I. Brique de construction.1o Babylone et Ninive. — Dans la construction de la tour de Babel (col. 1346), on se servit de briques cuites au feu au lieu de pierres, et de bitume en guise de ciment. Gen., xi, 3. Rien de plus caractéristique de la Chaldée que ce genre de construction : nulle part on ne fait autant d’usage de la brique, usage presque exclusif. Car la plaine de Babylone est formée d’un terrain d’alluvion où la pierre fait défaut. La brique entre donc dans tous les édifices, murailles des villes, temples, palais, demeures les plus humbles comme les plus somptueuses. Cf. col. 1353, 1354. Hérodote, i, 17, le constate pour les remparts de Babylone, col. 1799, et remarque qu’on employait à faire des briques la terre même tirée des fondations. Depuis des siècles on exploite les ruines de Babylone ; des villes entières comme Hillah, Séleucie, Ctésiphon, Bagdad, etc., ont été construites avec des briques extraites de la vieille cité chaldéenne.
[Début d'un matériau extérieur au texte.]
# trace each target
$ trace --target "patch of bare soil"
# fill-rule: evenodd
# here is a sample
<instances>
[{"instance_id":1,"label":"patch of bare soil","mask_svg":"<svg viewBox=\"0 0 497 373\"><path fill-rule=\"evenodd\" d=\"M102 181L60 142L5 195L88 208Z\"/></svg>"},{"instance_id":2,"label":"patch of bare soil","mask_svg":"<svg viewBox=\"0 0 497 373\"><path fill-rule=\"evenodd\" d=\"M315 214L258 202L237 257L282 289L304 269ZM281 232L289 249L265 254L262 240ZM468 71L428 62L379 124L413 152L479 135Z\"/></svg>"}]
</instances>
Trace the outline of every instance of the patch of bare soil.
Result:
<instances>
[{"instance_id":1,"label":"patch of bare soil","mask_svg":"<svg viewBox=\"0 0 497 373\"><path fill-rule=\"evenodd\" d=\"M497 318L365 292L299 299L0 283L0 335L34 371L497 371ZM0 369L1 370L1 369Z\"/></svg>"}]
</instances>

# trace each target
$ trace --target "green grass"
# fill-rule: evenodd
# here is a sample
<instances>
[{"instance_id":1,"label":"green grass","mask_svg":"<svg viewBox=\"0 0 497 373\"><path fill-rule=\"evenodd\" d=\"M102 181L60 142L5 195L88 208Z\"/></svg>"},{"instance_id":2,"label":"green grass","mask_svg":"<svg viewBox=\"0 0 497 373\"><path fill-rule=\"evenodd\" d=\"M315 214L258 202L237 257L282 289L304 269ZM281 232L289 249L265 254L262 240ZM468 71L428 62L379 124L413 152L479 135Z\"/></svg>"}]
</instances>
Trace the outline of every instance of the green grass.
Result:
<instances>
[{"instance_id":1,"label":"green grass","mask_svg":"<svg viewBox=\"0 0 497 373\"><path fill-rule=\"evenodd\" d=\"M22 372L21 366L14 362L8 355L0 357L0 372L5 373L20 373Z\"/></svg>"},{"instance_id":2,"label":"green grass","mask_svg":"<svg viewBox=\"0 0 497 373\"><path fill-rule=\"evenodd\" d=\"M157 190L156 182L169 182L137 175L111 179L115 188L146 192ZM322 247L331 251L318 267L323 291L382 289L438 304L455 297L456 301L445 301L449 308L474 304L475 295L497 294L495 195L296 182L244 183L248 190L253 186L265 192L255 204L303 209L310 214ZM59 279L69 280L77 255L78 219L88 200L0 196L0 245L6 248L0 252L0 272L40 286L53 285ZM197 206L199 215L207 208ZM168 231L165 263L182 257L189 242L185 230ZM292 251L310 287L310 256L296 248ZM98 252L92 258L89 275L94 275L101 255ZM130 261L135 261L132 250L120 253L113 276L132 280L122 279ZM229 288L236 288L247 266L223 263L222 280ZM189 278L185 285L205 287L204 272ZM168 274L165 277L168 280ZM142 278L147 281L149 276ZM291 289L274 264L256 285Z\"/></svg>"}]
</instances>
En Assyrie, on peut trouver la pierre presque sous la main et en abondance ; et cependant on bâtit de préférence avec la brique. Ce n’est donc pas par nécessité qu’on emploie ce genre de matériaux, mais parce que les murs de brique sont mieux à l’abri de l’humidité en hiver et garantissent plus efficacement des ardeurs du climat en été, et aussi par attache traditionnelle aux procédés de construction venus de Babylone (col. 1152). La civilisation assyrienne, en effet, est originaire de Chaldée ; ce sont des architectes de Babylone qui y ont apporté leur façon de bâtir ; et les Assyriens ne l’ont pas changée, parce que la fabrication et le maniement de la brique n’exigent pas un long apprentissage. C’est un travail plus rapide et plus facile que celui de la taille des pierres et de leur appareillement : on pouvait y employer les premiers venus, et en particulier les nombreux captifs pris à la guerre.

Voici comment, à Babylone et à Ninive, se faisait la fabrication des briques. On avait la matière première sous la main, souvent à l’endroit même où l’on construisait ; on n’avait donc qu’à pétrir la terre et à y ajouter une certaine quantité d’eau. L’on foulait aux pieds ce mélange dans de larges bassins sans profondeur. Les briquetiers de Mossoul suivent les mêmes procédés. Cf. Perrot, Histoire de l’art, t. ii, p. 115. Le prophète Nahum, iii, 14, dans son oracle contre Ninive, y fait une allusion ironique : « Va sur la boue, piétine l’argile, répare le four à briques. »
615. — Brique de Sennachérib, provenant de Koyoundjik. Musée d’Orléans. La légende porte : Sin-aḥi-irba, še-pu-šu us-tak-kan. « Sennachérib a fait faire, a fait établir. »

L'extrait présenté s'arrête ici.